Как ни странно, Финеас Гейдж выжил. Он даже разговаривал через несколько минут после травмы. Коллега отнес его к повозке, запряженной волом, и там Гейдж сидел прямо всю дорогу до ближайшей гостиницы, а затем самостоятельно, с небольшой поддержкой коллеги, выбрался из повозки и дошел по лестнице до кровати. Доктор Джон Харлоу, описавший этот случай[12],[13], застал пациента в сознании, мужественным и стойким, способным внятно объяснить, что произошло. Гейдж даже надеялся вернуться к работе через пару дней. Этого, конечно, не случилось, следующие несколько недель Гейдж в основном метался в лихорадке, его рвало, ткани гноились, он бредил, к травме добавилась грибковая инфекция, охватившая и ткани мозга, и левый глаз. В конце октября физическое состояние пациента улучшилось, но врач осторожно отмечает: very childish – “очень инфантильный”. Гейдж капризничал и требовал немедленно доставить его в родной город Лебанон (в соседнем штате Нью-Гэмпшир, в 30 милях от Кавендиша). 15 ноября выяснилось, что в отсутствие врача Гейдж несколько раз вставал и выходил гулять, причем отказывался надевать куртку, хотя было холодно, и друзья не могли ничего с ним поделать. 25 ноября коллеги организовали перевозку Финеаса Гейджа в Лебанон; доктор Харлоу навещал его там и наблюдал за выздоровлением. Уже в апреле Финеас Гейдж вернулся в Кавендиш, и доктор Харлоу заключил, что физически он здоров. Конечно, у Гейджа был шрам на щеке, вмятина на черепе, он больше ничего не видел левым глазом, и у него была частично нарушена подвижность мышц левой половины лица, но, учитывая тяжесть травмы, он фантастически дешево отделался. Однако жизнь его изменилась. Было непонятно, чем он теперь будет заниматься. Вот как описывает ситуацию доктор Харлоу:
Коллеги Гейджа, считавшие его самым работящим и толковым мастером, пока он не получил увечье, полагают, что изменения в его разуме слишком заметны, чтобы он мог вновь занять свое место. Утрачено равновесие между его умственными способностями и животными порывами. Он вспыльчив, непочтителен, временами предается грязнейшему сквернословию (к чему прежде склонности не имел). ‹…› До травмы Гейдж, хотя и не получил образования, обладал уравновешенным умом, и те, кто его знал, считали его проницательным, разумным деловым человеком, энергичным и настойчивым в осуществлении своих планов. В этом отношении разум его разительно изменился, а потому его друзья и знакомые решительно говорят: “Это больше не Гейдж”.
Действительно, к работе бригадиром Финеас Гейдж так и не вернулся.
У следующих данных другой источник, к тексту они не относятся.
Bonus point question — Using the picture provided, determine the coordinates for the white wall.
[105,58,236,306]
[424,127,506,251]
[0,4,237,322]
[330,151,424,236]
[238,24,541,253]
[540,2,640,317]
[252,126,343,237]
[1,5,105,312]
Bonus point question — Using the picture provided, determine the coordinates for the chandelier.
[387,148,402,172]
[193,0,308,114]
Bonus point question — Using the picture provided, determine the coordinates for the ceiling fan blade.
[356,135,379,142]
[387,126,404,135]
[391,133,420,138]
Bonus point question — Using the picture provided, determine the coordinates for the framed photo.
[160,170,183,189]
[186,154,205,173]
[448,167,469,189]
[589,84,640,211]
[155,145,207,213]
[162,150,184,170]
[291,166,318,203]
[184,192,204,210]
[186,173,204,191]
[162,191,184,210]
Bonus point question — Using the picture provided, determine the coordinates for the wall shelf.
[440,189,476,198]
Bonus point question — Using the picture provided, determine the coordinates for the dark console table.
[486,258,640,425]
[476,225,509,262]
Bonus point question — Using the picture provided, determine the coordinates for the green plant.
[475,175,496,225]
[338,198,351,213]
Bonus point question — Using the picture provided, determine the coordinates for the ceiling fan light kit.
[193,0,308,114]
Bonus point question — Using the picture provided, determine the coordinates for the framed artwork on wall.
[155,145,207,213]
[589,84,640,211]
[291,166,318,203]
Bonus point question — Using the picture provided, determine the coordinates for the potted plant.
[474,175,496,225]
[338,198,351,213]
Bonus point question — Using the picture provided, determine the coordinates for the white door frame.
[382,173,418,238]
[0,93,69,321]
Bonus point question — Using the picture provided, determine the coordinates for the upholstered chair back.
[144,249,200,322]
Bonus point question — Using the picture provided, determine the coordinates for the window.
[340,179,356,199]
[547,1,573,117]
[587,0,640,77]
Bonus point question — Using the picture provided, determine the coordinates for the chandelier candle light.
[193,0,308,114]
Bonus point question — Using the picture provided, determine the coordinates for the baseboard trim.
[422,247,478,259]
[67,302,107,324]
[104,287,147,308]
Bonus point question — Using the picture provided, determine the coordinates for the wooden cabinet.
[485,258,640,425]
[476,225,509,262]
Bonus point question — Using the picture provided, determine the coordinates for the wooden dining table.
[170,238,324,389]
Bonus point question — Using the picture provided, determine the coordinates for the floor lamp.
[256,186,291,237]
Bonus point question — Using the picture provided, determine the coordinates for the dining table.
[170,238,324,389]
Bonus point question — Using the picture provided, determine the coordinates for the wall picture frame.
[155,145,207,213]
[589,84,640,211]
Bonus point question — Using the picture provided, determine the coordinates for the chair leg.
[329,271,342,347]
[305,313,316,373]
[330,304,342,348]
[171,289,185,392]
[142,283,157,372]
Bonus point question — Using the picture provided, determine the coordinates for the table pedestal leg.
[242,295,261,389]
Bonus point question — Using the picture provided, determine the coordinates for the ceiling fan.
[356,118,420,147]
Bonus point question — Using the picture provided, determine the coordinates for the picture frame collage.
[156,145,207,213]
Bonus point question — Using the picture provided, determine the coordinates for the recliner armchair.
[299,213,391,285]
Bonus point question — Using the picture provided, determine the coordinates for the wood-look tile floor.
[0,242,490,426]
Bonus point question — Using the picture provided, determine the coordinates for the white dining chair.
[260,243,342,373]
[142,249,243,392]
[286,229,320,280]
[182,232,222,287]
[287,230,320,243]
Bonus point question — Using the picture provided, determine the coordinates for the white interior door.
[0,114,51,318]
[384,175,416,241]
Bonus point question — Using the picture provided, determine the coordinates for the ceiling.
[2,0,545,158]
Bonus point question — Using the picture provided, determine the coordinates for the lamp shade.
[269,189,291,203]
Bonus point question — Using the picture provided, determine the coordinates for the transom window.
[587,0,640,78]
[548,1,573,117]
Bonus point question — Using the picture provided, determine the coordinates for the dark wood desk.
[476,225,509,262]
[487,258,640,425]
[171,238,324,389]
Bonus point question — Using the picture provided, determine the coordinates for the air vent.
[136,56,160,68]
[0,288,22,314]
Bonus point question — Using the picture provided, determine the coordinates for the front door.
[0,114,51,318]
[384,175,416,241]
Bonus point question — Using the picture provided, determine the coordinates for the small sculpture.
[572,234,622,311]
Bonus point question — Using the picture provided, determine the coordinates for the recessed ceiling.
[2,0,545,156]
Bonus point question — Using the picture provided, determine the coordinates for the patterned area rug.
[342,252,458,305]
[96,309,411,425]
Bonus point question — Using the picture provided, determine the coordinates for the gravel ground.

Он много путешествовал, сменил несколько рабочих мест, дольше всего работал в Чили кучером почтового дилижанса, запряженного шестеркой лошадей. В какой‐то степени интеллектуальное состояние Гейджа с годами улучшилось, у него не было проблем с поиском работы, однако, по отзывам родственников, он по‐прежнему был импульсивен и ни одно занятие не устраивало его полностью. Через 12 лет после травмы Гейдж начал страдать от эпилептических припадков и 21 мая 1861 года умер. По другим данным, это случилось в мае 1860‐го. В любом случае врачи, лечившие его после травмы, узнали о смерти несколько лет спустя, так что у них совершенно не было возможности ни проанализировать ее причины, ни попросить о возможности вскрытия и исследования мозга. Все, чем родственники смогли помочь доктору Харлоу, когда он все‐таки их нашел, – разрешили эксгумировать тело и забрать череп. Теперь самый известный в мире череп хранится в анатомическом музее Гарвардской медицинской школы – вместе с пробившим его железным стержнем[14].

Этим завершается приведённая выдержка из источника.